How diamonds are found?

In macroscale one unique way is by a Zeppelin Airship to identify kimberlites at the Earth’s surface (Fig. 1). Kimberlites are the diamond bearing rocks, which are much younger than the diamonds itself and therefore they are only carry them to the earth’s surface. In microscale the newest and one of the most promising method to identify and select diamond-bearing kimberlites from non-diamond bearing kimberlites is by using synchrotron based FT-IR at ANKA, Karlsruhe.

Fig. 1: Zeppelin Airship located in Botswana.

The principal aim of my study is to develop a model describing the formation of diamonds. Hence, my project incorporates the study of the Earth’s Interior (Fig. 2). The formation of diamonds in the Deep Earth can be better understood through studying the petrology and geodynamic setting of the diamond bearing rocks. Especially, new insights can be gained by studying the hydrogen concentration in nominally OH free minerals such as olivine, pyroxene and garnet to calculate the ascent rates of the diamond bearing xenoliths. This is, because kimberlites with high ascent rates are rich in diamonds, whereas kimberlites with low ascent rates are poor in diamonds.

 

 

Fig. 1: Earth interior.

Two decades ago, water in nominally anhydrous minerals was studied by only a very few scientists. Now it is in the main stream of research in mineralogy, geochemistry and geophysics. Nominally anhydrous minerals (NAMS) constitute the main reservoir for water in the Earth’s mantle. Very likely, this reservoir is comparable in size to the mass of all oceans combined. The exchange of water between the mantle and the surface of the Earth may be responsible for slow variations in sea level. Even traces of water in minerals such as olivine drastically reduce mechanical strength, with major consequences for mantle convection and the formation of minerals as diamonds. Without traces of water in olivine, plate tectonics would not exist on Earth. Partitioning of water between partial melts and nominally anhydrous minerals (NAMS) controls the water content and therefore the mobility of mantle melts. Some models suggest that the chemical evolution of the Earth’s mantle is largely controlled by water partitioning between nominally anhydrous minerals. Water partitioning probably controls the widths of some seismic discontinuities in the Earth’s mantle. Moreover, water has a major effect on the bulk and shear moduli of minerals and therefore, on seismic velocities. The effect of variable water contents on seismic velocities may under some circumstances be larger than the effect of variable temperature. To get more information about the Earth’s mantle and the formation of diamonds described above, we will study xenoliths, kimberlites and diamonds, because they provide the window into the Earth’s mantle (Fig. 2). I compare different phases with in-situ observations using multi-scale laboratory analyses (SEM, TEM, EBSD, Nano-SIMS, PIXE, FIB, EPMA, LA-IC-PMS) complemented by a high resolution synchrotron based FT-IR analysis to derive passage of aqueous fluids through the lithosphere. This latter technique has proven to be very powerful to map the formation of mineral inclusions in healed cracks in the mantle minerals such olivine (Fig. 3). This type of mineral analysis requires extremely high resolution and brilliance which may be provided by the Synchrotron Light Source (e.g. in the Karlsruhe Laboratory in Germany).

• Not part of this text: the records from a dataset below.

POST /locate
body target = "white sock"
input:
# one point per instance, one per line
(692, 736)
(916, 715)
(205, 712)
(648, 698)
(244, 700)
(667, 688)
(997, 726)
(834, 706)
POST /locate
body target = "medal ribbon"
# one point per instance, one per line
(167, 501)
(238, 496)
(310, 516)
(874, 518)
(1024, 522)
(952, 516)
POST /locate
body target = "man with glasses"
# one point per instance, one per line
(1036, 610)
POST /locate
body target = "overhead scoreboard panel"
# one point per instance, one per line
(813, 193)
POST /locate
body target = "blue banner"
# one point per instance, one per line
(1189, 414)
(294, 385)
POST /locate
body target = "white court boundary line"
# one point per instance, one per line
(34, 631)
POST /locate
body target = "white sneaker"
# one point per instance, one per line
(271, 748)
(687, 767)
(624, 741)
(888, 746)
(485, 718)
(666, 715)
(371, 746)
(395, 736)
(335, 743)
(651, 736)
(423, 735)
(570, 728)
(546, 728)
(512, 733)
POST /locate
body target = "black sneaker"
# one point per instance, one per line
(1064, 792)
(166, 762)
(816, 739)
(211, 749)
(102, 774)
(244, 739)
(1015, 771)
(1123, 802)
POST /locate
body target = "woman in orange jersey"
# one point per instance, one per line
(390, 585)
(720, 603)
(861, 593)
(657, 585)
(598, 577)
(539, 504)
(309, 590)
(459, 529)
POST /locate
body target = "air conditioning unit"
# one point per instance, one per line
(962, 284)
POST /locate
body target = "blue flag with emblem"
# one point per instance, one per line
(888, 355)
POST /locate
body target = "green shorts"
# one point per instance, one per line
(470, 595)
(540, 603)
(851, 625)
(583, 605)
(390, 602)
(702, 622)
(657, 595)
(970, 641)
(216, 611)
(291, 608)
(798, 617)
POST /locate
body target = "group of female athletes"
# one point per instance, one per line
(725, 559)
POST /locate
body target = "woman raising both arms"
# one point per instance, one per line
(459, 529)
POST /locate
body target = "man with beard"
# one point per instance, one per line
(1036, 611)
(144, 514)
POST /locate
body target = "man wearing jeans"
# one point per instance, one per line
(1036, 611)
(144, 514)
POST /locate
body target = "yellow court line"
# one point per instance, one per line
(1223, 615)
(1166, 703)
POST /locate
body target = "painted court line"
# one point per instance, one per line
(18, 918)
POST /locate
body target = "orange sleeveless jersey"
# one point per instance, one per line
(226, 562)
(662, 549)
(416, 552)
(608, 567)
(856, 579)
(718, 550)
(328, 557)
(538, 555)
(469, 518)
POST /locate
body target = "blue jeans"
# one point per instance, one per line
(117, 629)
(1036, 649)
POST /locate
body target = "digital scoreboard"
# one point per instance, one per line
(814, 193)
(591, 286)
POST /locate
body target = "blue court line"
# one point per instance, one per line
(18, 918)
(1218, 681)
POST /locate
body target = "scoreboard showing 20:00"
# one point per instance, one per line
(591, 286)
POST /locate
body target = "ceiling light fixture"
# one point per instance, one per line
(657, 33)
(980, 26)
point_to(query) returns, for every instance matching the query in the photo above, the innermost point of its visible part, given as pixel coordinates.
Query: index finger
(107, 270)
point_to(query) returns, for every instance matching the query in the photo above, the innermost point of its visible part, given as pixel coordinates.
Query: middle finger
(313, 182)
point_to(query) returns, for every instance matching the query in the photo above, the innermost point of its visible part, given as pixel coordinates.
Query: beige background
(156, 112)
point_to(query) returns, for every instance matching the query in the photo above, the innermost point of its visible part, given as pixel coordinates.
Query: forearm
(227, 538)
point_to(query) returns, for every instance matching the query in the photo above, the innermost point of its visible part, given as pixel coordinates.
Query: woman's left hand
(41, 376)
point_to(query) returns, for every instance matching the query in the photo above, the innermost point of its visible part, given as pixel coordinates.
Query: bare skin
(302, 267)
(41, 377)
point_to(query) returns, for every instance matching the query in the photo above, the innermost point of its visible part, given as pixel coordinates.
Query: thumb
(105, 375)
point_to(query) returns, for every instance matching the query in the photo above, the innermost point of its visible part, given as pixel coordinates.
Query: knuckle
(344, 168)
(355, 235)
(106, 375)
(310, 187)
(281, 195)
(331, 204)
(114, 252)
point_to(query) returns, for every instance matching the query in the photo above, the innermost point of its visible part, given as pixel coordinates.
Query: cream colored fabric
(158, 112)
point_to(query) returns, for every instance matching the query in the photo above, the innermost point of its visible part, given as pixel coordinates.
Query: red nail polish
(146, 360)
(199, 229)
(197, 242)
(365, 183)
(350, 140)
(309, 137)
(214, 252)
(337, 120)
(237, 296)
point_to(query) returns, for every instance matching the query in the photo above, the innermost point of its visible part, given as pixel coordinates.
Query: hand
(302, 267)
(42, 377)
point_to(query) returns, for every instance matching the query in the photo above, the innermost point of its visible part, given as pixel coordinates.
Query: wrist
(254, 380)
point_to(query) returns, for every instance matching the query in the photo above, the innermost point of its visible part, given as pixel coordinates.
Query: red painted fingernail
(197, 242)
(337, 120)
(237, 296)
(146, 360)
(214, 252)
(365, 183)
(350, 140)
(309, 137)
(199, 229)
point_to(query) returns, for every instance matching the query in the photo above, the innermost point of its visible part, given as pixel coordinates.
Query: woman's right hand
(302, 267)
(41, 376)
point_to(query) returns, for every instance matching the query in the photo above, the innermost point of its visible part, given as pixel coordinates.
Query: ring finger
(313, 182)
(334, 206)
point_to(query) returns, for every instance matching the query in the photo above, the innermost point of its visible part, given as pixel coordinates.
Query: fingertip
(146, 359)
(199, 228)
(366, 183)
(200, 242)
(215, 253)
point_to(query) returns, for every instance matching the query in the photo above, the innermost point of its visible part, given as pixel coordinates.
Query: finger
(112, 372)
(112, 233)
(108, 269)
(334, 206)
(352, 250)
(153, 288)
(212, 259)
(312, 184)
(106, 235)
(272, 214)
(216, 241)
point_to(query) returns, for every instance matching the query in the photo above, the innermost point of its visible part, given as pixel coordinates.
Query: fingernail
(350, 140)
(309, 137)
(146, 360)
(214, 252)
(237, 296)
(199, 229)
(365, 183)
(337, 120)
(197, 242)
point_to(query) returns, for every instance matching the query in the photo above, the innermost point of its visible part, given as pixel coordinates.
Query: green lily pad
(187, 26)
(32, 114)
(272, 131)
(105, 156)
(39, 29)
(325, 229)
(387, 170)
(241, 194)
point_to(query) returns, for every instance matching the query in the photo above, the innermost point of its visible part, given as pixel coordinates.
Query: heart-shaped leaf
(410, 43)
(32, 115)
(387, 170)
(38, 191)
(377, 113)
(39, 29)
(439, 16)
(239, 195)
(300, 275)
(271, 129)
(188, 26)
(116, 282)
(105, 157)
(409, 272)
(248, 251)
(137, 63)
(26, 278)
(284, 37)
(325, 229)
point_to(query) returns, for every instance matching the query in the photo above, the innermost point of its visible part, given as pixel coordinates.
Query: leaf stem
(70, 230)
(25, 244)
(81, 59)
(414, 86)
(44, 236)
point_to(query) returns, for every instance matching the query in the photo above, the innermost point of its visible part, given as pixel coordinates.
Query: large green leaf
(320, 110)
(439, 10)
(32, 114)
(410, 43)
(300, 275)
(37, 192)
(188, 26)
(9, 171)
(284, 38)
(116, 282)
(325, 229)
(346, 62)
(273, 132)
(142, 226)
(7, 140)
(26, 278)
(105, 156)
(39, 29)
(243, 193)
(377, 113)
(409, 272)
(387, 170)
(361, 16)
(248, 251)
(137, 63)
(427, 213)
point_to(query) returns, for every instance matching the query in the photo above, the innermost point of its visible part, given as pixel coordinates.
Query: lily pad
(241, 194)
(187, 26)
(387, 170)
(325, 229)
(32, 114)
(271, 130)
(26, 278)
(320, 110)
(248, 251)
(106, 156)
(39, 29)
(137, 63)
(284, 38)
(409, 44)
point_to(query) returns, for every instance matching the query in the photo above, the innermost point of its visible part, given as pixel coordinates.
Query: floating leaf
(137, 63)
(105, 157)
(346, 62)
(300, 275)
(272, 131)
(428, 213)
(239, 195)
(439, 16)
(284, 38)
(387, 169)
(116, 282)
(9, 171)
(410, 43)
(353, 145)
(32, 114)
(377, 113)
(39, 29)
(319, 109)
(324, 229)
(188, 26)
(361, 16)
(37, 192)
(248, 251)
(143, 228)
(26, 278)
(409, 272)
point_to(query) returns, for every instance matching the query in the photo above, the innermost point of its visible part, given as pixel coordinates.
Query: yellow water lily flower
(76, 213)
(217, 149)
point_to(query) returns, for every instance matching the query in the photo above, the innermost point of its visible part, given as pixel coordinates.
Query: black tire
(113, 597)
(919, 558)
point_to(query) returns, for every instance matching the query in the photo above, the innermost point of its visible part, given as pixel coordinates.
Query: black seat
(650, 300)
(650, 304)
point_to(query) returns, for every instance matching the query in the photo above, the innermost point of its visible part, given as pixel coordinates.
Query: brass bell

Fig. 3: 2D and 3D Figures above shows the increasing of water towards the totally embedded spinel inclusion in olivine. Dark blue areas in olivine yielded a water concentration of about 140 ppm. Towards to the spinel inclusion the water concentration increases up to 800 ppm.

In order to determine the temperature and pressure (P-T) conditions at which the olivine crystals have equilibrated, geothermobarometry and silica/periclase activity estimates have been performed (Fig. 4; Berman, 1991; Berman and Aranovich, 1996).

 

  

Fig: 4 P-T calculations of the olivine-orthopyroxene-clinopyroxene-garnet pairs indicate equilibrium pressures of ~4.8 GPa and temperatures of ~1200°C.